Bright Squeezed Vacuum and its Applications

Quantum information technology (QIT) offers faster processing and more secure transfer of information based on the laws of quantum mechanics. It is a vital technology of the future as conventional methods reach their limits. Current QIT operates with microscopic objects: single atoms, ions, molecules, and especially photons. Few-photon states of light are used in commercial quantum key distribution (QKD) systems. However, as single photons do not have efficient non-destructive interactions with each other or with material objects, their usefulness is limited. It is tempting to extend QIT protocols to macroscopic states of light, enabling more efficient interactions, but it is widely believed that going to macroscopic scale degrades quantum features. In particular, squeezed coherent states of light contain classical excitation as their largest part and are therefore inapplicable in most QIT protocols.We challenge the accepted viewpoint that only few-photon states provide the optimal features required in QIT. Unlike squeezed coherent states, bright squeezed vacuum (BSV) has perfect photon-number correlations. It thus resembles two-photon entangled states but has macroscopic photon numbers.

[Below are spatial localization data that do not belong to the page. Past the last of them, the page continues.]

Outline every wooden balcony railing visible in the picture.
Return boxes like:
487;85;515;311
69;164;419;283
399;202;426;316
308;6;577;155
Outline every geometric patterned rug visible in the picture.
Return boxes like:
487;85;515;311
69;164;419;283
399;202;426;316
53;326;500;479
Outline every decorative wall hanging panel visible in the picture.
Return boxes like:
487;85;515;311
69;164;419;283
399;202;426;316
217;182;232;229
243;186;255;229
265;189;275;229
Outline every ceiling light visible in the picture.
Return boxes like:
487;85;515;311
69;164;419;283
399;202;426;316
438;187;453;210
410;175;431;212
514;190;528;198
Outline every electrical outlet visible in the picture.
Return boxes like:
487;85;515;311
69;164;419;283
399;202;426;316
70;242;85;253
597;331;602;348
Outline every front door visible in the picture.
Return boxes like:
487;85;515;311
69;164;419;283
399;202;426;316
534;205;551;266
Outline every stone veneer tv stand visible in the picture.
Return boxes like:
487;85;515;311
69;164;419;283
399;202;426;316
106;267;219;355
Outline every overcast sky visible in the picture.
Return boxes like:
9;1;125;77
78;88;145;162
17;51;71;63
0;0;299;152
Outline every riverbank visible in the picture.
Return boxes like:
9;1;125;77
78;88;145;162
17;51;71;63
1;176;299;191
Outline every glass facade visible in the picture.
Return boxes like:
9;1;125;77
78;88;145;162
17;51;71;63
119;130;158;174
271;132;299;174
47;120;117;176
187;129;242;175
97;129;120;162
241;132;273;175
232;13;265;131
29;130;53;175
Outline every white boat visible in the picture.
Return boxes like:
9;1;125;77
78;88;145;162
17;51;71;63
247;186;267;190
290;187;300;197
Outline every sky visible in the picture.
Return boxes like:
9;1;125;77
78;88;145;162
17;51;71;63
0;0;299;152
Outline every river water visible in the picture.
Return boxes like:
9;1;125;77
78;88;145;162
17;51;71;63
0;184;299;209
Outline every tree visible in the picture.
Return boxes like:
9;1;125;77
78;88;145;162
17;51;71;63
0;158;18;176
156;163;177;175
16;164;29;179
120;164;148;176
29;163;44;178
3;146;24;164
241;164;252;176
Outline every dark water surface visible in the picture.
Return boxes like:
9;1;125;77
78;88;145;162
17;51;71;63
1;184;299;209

The 5 complementary teams of our consortium plan to perform proof-of-principle experiments and calculations showing that BSV can (1) manifest experimentally accessible non-separability; (2) violate Bell inequalities, including new ones, specific for such states, and thus manifest new non-classical correlations; (3) be prepared in a single Schmidt mode; (4) be used in QKD and (5) have new applications in quantum imaging. Achieving these results will foster QIT development in a new direction.Since BSV is macroscopic, it can be controlled by tapping a small portion and using almost non-invasive feedforward techniques. In QKD protocols based on entanglement this could result in practical device-independent schemes, as the macroscopic nature would remove the detection loophole problem.